4) Trim statics. module can be used inside Stack Imaging or Seismic loop modules in two main types: Constant time and Time variant.
In Constant time type we apply one static shift for each trace inside gather. Main parameters in this mode is:
•Max shift <ms> - max shift for static correction;
•Start time <ms> - start time for static correction;
•End time <ms> - end time for static correction;
•Massive cross-correlation approach (true or false) – default calculation use cross-correlation between each trace of gather and stack trace, massive cross-correlation approach use cross-correlation between each trace of gather with other traces; this method more intense but theoretically more precise;
•Solving method – Gauss-Seidel or Lsqr (least-squares);
•Remove deviations from trend detection (true or false) – remove median static deviation from static correction.

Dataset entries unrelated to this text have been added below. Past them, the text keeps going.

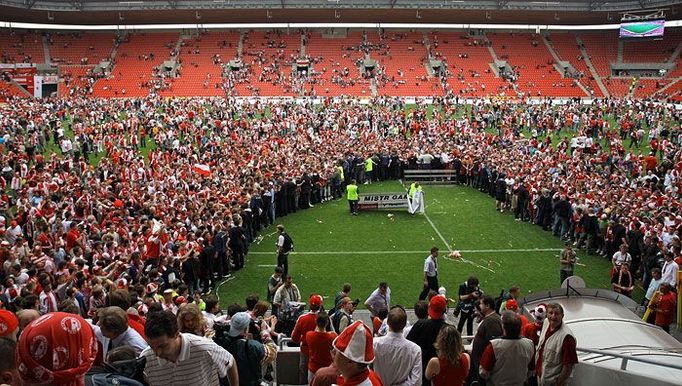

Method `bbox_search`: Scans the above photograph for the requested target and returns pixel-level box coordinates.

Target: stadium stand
[93,32,179,97]
[161,31,241,97]
[488,33,581,97]
[547,32,604,98]
[306,31,371,96]
[429,32,511,97]
[47,32,116,65]
[235,31,301,96]
[367,32,443,96]
[0,29,45,63]
[0,80,27,102]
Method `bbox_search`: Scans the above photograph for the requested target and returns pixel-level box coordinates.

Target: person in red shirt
[66,221,85,252]
[291,294,322,384]
[655,283,676,333]
[303,311,336,383]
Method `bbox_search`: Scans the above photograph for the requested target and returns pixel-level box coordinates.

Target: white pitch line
[244,248,563,255]
[213,276,235,301]
[424,212,452,252]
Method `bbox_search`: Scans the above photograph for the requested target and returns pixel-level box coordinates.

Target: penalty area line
[249,248,563,255]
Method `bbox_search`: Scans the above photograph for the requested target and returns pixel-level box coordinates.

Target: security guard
[346,179,360,216]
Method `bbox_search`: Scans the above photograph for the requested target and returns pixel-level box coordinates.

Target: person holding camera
[454,276,483,335]
[221,312,277,386]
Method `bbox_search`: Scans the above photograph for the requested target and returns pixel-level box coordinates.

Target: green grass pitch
[218,181,611,308]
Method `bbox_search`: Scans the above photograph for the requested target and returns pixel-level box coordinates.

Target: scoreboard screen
[620,20,665,39]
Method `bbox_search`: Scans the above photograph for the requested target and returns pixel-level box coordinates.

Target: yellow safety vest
[365,158,374,172]
[407,182,417,198]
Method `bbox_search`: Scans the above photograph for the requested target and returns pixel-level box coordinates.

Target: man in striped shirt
[140,312,239,386]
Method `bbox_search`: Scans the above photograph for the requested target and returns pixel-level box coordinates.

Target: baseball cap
[228,312,251,337]
[308,294,322,307]
[530,304,547,322]
[429,295,448,319]
[0,310,19,337]
[504,299,519,311]
[147,283,159,293]
[116,278,128,289]
[332,320,374,364]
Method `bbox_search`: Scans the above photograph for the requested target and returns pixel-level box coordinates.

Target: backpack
[282,232,294,253]
[495,289,511,314]
[85,357,147,386]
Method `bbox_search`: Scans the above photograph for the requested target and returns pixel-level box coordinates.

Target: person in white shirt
[92,306,149,358]
[140,311,239,386]
[374,306,422,386]
[611,244,632,272]
[661,252,680,288]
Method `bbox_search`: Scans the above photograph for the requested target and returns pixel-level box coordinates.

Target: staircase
[237,31,246,58]
[656,76,682,94]
[102,32,126,73]
[298,34,305,58]
[666,41,682,63]
[575,34,611,98]
[483,35,498,62]
[625,78,639,99]
[540,34,561,63]
[43,35,52,64]
[540,34,592,98]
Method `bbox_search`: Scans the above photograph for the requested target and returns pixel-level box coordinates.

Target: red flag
[192,164,211,177]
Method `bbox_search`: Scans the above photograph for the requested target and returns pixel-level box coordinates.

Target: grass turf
[218,182,611,308]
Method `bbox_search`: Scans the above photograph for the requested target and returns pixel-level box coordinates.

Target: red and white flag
[192,164,211,177]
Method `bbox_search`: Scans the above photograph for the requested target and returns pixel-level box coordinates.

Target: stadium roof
[0,0,682,25]
[0,0,680,12]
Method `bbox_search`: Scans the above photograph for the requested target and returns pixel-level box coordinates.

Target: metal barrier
[404,169,459,184]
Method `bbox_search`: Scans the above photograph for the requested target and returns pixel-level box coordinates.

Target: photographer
[454,276,483,335]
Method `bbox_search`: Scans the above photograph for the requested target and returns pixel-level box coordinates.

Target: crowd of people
[0,92,682,384]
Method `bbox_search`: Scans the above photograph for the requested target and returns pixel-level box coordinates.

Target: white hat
[332,320,374,364]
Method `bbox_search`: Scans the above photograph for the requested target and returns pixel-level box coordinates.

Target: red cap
[308,294,322,307]
[504,299,519,311]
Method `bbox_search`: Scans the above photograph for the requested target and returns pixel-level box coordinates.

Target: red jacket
[291,311,317,356]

In Time variant type we apply multiple static shift for each trace inside gather correspond to windows for static correction. Main parameters in this mode is:
•Overlapping <ms> - overlapping between windows to prevent static glitches between adjacent windows;
•Massive cross-correlation approach (true or false) – default calculation use cross-correlation between each trace of gather and stack trace, massive cross-correlation approach use cross-correlation between each trace of gather with other traces; this method more intense but theoretically more precise;
•Solving method – Gauss-Seidel or Lsqr (least-squares);
•Remove deviations from trend detection (true or false) – remove median static deviation from static correction;
•Time variant – a table that allows you to set window borders and maximum shifts for them.
Execute the module and check the results: CIG gather before and after trim static. Obviously, that result is uncertain, therefore we can use in production or leave it as test:
===================================
Additional denoise step performs residual noise attenuation that remained (linear, random, multiple diffraction, etc.) and appear (aliasing, artifacts, etc.) during the entire seismic processing sequence. Use this noise attenuation with caution, because it may be harsh denoise workflow, so all the parametrization and number of iteration you are able to change.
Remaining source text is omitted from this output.